Long Term Consequences – Unintended Consequences

In addition to the possibility of stem cell induced malignancies, which we think is very small, there are other issues that one might consider when thinking about fat grafting.  At this same meeting another surgeon presented pictures of several ladies that had undergone fat grafting some several years before and then proceeded to go through a cyclical weight change which they had a history of doing.  These women gained between 20-50 pounds and suddenly their faces assumed a somewhat grotesque appearance with large bulging eyebrows and cheek and lip areas.  We are unsure whether fat harvested from the knees or the abdomen behave differently,  but certainly when a person gains weight all fat cells that survive will gain weight.  Whether they gain weight differentially will depend upon were they come from – this is a question that we are still researching.  Suffice it to say that these patients that this surgeon showed definitely had an unusual growth to these fat cells in the face.

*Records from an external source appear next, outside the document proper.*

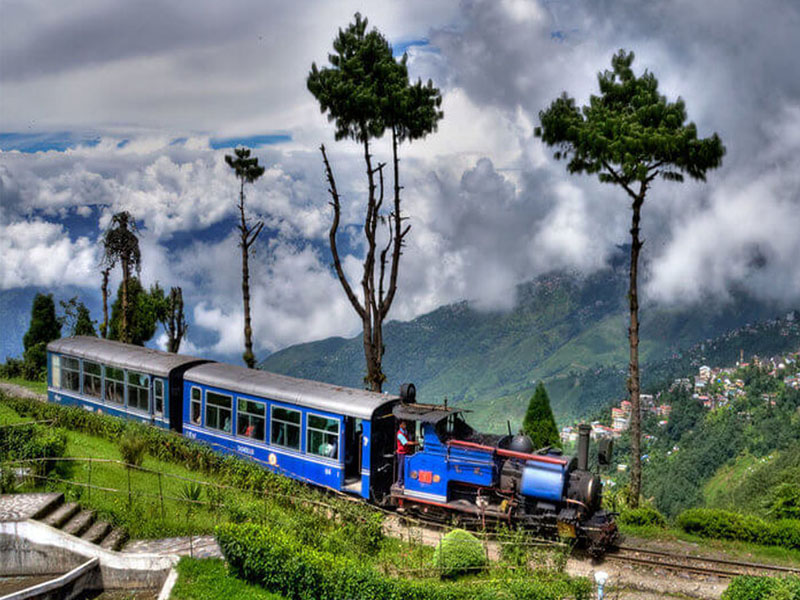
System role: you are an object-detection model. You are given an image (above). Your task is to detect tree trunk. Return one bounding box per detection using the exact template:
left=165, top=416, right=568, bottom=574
left=628, top=197, right=644, bottom=508
left=100, top=269, right=110, bottom=339
left=120, top=256, right=130, bottom=344
left=239, top=179, right=256, bottom=369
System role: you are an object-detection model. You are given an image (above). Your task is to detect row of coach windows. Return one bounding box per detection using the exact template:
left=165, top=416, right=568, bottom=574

They were out of proportion with their local tissues of the face.  In other words, their face didn’t just look a little bit chubbier.  It was obvious areas where they had the fat grafting looked out of proportion with the rest of their face.  In my own personal practice I think I will only do fat grafting to the face lips etc. in women that I am quite confident do not have this propensity for significant weight gain even though that might be unknown in some women.

Conclusions

Fat grafting is a very interesting area of plastic surgery that has been utilized for years and is being refined each and every day with newer and newer techniques and some remarkable research.  I don’t think the final story has been written but it certainly is a nice adjunct in many patients for facial cosmetic surgery and for making the back of the hands look more youthful.  In a limited number of patients we can use it for the buttocks and occasionally in small areas of the breast in my hands.  I don’t think I will be doing wide spread breast augmentation with fat grafts unless there is looser tissue and a modest amount of subcutaneous fat and we are just going subcutaneously to augment the breast moderately.